A su vuelta, le trajo a un crío de 11 años (osea a mi) un LP de 4 americanos chalados que por aquel entonces despuntaban en la City.
Se llamaban Talking Heads y el LP “more songs about building and food”; no era el primero ni seguramente el mejor, pero para ese crío acostumbrado a escuchar a Abba y a Boney M (el que esté libre de culpa que lance la primera piedra) fue el descubrimiento de la música.

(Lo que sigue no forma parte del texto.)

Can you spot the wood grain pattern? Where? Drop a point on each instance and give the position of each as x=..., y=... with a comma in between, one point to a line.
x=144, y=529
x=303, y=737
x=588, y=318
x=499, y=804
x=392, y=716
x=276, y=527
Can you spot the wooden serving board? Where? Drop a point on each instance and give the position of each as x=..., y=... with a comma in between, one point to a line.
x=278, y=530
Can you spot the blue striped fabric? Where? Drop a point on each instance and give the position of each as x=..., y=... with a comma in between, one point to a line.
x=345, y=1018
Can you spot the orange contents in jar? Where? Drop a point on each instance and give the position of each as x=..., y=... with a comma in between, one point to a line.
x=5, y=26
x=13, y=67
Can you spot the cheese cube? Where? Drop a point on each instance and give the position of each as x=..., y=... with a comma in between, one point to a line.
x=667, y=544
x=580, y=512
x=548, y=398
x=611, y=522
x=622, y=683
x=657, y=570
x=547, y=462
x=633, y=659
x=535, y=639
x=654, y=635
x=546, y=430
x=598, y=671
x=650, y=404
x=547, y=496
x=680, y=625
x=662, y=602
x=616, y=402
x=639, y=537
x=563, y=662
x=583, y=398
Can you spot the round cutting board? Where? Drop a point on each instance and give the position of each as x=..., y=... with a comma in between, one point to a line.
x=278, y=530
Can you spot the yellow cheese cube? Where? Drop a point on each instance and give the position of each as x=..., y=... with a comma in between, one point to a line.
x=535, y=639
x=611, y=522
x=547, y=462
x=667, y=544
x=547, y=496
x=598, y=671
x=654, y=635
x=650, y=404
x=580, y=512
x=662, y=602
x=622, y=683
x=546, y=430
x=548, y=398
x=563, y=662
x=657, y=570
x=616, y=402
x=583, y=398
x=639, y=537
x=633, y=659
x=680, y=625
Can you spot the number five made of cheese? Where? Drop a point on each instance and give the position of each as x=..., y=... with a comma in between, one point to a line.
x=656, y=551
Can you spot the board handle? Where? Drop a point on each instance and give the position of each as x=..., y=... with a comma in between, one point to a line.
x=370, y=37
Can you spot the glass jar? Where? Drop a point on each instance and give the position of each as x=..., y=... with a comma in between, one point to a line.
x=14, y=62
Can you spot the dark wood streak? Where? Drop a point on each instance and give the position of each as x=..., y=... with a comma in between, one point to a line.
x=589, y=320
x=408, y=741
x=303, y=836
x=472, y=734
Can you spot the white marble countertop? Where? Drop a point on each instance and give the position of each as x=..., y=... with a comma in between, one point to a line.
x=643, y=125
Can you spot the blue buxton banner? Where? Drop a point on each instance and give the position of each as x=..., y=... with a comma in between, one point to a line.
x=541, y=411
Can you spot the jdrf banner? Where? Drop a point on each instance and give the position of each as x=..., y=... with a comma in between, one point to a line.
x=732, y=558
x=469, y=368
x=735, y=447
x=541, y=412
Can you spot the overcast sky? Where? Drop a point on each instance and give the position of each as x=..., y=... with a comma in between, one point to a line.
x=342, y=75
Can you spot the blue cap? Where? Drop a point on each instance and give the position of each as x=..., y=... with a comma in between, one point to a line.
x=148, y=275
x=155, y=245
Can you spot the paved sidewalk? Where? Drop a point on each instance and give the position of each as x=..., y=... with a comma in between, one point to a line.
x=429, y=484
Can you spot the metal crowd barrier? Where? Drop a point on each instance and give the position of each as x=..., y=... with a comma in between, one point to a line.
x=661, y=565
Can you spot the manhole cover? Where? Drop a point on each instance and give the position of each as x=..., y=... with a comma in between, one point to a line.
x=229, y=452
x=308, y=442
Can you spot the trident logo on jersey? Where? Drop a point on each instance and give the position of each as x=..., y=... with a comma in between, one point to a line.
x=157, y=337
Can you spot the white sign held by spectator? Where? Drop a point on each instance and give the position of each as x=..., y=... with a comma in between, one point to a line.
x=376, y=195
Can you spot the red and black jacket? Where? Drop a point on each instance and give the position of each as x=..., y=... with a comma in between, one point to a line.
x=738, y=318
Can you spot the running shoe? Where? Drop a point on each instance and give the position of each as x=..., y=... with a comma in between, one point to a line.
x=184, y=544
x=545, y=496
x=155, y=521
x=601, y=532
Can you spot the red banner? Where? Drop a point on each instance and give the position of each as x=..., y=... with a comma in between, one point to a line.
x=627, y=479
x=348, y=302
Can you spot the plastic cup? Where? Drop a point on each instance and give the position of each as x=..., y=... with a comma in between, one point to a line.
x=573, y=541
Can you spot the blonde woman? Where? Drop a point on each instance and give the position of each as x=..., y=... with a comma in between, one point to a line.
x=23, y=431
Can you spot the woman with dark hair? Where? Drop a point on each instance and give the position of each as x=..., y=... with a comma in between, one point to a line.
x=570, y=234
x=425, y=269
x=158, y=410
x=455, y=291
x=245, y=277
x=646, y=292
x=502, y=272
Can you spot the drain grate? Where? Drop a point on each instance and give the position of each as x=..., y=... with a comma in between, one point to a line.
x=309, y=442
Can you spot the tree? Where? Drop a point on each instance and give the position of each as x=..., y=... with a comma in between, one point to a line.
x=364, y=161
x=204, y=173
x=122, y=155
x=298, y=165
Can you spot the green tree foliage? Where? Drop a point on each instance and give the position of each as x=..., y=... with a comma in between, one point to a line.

Esas “pequeñas criaturas” lideradas por ese “asesino psicótico” fueron los causantes de que el crío en cuestión al llegar a los 14 años evitase frecuentar las discotecas y en su lugar se pasara los sábados enteros en la C/ Tallers de Barcelona, de tienda en tienda comprando discos (de segunda mano claro, la semanada no daba para muchas alegrías).
Así que, este fin de semana, después de estar escuchando este disco hasta la saciedad entre lagrimillas, quiero reivindicar el papel de canciones como “thank you for sending me an angel” o “i’m not in love” en lo que ahora se quiere hacer llamar requetepost post punk, llámese Franz Ferdinand, Block Party, Hard fi...
No es el mejor disco que tengo, ni siquiera es el primer disco de los Talking Heads, pero es “mi primer disco” (exceptuando los singles de los Kinks heredados de mi padre claro).